Biotechnology and Human Health: Harvesting the technology of plants and microbes to augment the human body (2019)Curators: Miranda De La Victoria, Leslie Finnoff, Stella Fundingsland, and Tesia Kosmalski | University of Minnesota | December 2019
Collection Editor: Isabel Pedersen
Acquisitions Editor: Ann Hill Duin
Collection Archivists: Sharon Caldwell and Jack Narine
Our collection tracks emerging technologies that integrate both digital and living systems to positively impact human health. We are curious about the potential to utilize the innate technology of plants and microbes to extend embodiment. Biotechnology and Human Health includes entries that range from informational, to wearable, to ingestible, to embeddable. Each curated item directly involves plants or microbes, technology, and wellness.
As digital technologies intersect more and more with the human body, it is worth acknowledging existing generative systems of physical embodiment. Plants sponsor the most fundamental of embodied exchanges by making it possible for us to breathe oxygen. Microbes live and act as preventative treatments on our skin and within our intestines. Though what is presented here does not integrate skin or intestinal microbes specifically, our collection celebrates the same properties and gainable insights from other, similar micro-populations.
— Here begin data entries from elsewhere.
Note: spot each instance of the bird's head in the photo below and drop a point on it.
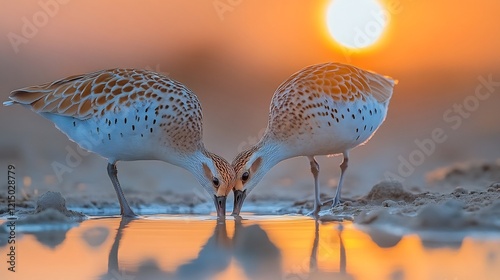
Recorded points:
(218, 179)
(248, 168)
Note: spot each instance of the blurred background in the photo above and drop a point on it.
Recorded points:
(233, 54)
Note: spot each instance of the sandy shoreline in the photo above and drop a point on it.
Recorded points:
(389, 208)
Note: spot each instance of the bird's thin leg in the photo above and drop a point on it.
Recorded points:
(125, 209)
(315, 172)
(343, 168)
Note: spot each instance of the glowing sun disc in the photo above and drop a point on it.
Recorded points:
(356, 24)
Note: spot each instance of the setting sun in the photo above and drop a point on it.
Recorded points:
(356, 24)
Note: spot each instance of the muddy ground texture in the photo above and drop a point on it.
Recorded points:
(459, 200)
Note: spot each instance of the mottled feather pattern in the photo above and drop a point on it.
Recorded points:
(304, 96)
(84, 96)
(102, 94)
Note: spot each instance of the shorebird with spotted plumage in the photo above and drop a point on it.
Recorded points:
(324, 109)
(128, 114)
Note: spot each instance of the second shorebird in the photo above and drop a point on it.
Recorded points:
(128, 114)
(323, 109)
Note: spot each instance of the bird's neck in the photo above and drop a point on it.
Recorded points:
(271, 151)
(193, 162)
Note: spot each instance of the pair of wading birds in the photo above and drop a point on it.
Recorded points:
(127, 114)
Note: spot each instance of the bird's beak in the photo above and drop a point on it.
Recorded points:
(220, 206)
(239, 197)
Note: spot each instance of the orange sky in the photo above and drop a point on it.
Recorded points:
(420, 33)
(436, 49)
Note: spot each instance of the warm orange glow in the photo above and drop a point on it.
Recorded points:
(170, 243)
(356, 24)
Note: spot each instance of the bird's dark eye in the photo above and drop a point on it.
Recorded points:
(245, 176)
(215, 181)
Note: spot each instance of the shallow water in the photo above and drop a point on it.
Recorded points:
(258, 247)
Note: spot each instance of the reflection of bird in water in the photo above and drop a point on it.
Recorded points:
(113, 267)
(127, 114)
(250, 246)
(255, 252)
(213, 258)
(148, 269)
(323, 109)
(314, 272)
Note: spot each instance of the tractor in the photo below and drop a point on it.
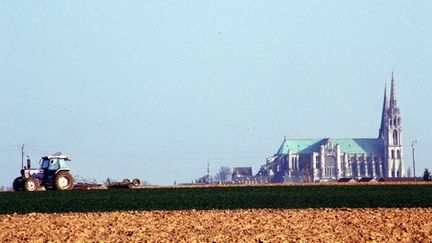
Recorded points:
(52, 174)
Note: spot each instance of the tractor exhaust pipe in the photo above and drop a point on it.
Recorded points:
(28, 162)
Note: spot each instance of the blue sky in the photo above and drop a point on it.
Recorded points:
(157, 89)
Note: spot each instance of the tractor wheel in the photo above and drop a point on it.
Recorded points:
(136, 182)
(30, 184)
(63, 181)
(18, 184)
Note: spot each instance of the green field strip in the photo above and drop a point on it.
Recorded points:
(200, 198)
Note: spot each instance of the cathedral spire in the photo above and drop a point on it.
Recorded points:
(384, 113)
(392, 93)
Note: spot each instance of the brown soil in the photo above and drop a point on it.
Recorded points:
(345, 224)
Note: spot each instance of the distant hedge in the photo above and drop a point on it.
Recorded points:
(310, 196)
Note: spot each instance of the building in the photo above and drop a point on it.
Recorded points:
(243, 175)
(329, 159)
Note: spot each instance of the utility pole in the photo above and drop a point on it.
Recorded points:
(208, 172)
(22, 157)
(413, 148)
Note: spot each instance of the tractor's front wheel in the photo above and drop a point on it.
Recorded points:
(63, 181)
(18, 184)
(30, 184)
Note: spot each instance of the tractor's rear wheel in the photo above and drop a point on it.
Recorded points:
(63, 181)
(18, 184)
(30, 184)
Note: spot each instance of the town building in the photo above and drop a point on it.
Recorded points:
(329, 159)
(243, 175)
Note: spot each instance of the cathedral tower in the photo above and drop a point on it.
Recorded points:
(391, 133)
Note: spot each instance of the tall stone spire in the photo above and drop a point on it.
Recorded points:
(393, 93)
(384, 114)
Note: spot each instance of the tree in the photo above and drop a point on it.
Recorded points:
(426, 175)
(224, 174)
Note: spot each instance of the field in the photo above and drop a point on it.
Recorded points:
(271, 225)
(204, 198)
(347, 213)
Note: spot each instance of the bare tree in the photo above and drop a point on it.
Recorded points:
(224, 174)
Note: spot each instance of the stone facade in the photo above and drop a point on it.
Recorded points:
(308, 160)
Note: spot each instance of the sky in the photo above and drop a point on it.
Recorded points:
(157, 90)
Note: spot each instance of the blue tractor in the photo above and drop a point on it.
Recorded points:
(53, 174)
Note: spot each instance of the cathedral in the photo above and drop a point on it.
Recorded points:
(330, 159)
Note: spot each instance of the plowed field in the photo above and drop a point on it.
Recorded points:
(341, 224)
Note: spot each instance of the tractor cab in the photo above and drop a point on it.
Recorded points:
(54, 163)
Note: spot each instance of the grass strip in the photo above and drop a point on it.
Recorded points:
(319, 196)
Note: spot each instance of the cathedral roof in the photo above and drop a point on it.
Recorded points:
(347, 145)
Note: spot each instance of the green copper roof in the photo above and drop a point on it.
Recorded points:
(348, 145)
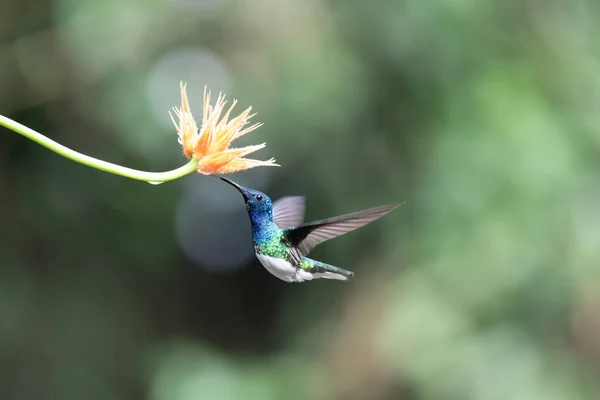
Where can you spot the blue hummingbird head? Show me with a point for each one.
(260, 210)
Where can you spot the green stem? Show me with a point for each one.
(152, 177)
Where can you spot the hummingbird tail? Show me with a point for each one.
(326, 271)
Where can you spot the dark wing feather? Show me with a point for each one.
(305, 237)
(288, 211)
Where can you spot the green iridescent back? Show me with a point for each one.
(276, 248)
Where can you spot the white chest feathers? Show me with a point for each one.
(284, 270)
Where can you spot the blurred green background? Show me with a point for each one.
(482, 115)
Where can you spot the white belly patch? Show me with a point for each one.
(283, 269)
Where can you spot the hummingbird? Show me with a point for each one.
(282, 242)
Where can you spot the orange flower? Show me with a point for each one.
(210, 144)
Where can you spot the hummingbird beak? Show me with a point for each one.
(241, 189)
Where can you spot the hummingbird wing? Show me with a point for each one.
(288, 211)
(305, 237)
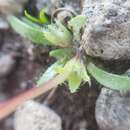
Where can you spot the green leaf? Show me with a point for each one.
(74, 82)
(31, 18)
(109, 80)
(75, 73)
(65, 53)
(75, 24)
(49, 73)
(58, 35)
(26, 30)
(43, 18)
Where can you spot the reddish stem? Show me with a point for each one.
(10, 105)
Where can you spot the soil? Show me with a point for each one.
(76, 110)
(27, 62)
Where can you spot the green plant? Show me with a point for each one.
(69, 65)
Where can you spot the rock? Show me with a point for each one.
(3, 22)
(33, 116)
(11, 6)
(113, 110)
(107, 34)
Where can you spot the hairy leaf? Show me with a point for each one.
(49, 73)
(74, 70)
(64, 53)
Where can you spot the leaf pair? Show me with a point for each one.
(42, 18)
(75, 72)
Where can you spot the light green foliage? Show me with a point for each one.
(109, 80)
(49, 73)
(75, 72)
(42, 19)
(75, 24)
(71, 69)
(62, 54)
(58, 35)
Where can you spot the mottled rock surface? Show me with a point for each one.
(113, 110)
(33, 116)
(107, 34)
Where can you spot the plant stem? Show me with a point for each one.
(9, 106)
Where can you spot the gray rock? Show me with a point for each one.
(11, 6)
(113, 110)
(107, 34)
(33, 116)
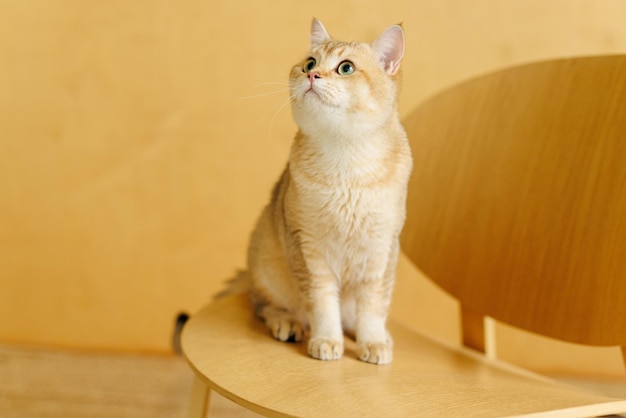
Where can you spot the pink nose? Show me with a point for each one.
(313, 75)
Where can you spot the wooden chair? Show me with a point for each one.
(517, 207)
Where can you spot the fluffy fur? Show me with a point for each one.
(323, 254)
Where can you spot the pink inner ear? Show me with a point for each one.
(389, 48)
(319, 35)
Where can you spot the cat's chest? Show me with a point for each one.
(342, 212)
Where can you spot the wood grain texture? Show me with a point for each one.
(473, 330)
(517, 204)
(200, 398)
(233, 352)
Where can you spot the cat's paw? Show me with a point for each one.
(285, 328)
(325, 349)
(375, 352)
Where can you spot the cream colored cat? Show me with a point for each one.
(323, 254)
In this collection, we see genetically engineered bacteria that are able to detect the flu, diagnose gastrointestinal disorders, and convey information about chemical reactions in the body. Bacteria are also used to power a stretchable, wearable, biobattery. In an examination of our microbiome, we take a look at an interactive facial prosthetic designed to measure and visualize the microorganisms inside of us. The power of plants becomes evident with spinach used to grow heart tissue and parsley used to give form to stem cell scaffolding. We have one art exhibit dedicated to exploring the symbiosis between humans and algae and another exploring the neural connection between humans and the fungal mycelium. Finally, we have included revolutionary concepts by Neri Oxman on the implications of biomimicry and design in the realm of human health and wellness.
Digital technology is an accessible medium that can be used to close the gap between our species. Through this new relationship, our perspectives on the human body and interactive technologies will grow. Understanding these connections will prepare us to speak to future enhancements in biotechnology and synthetic biology. This collection is a glimpse of what is possible.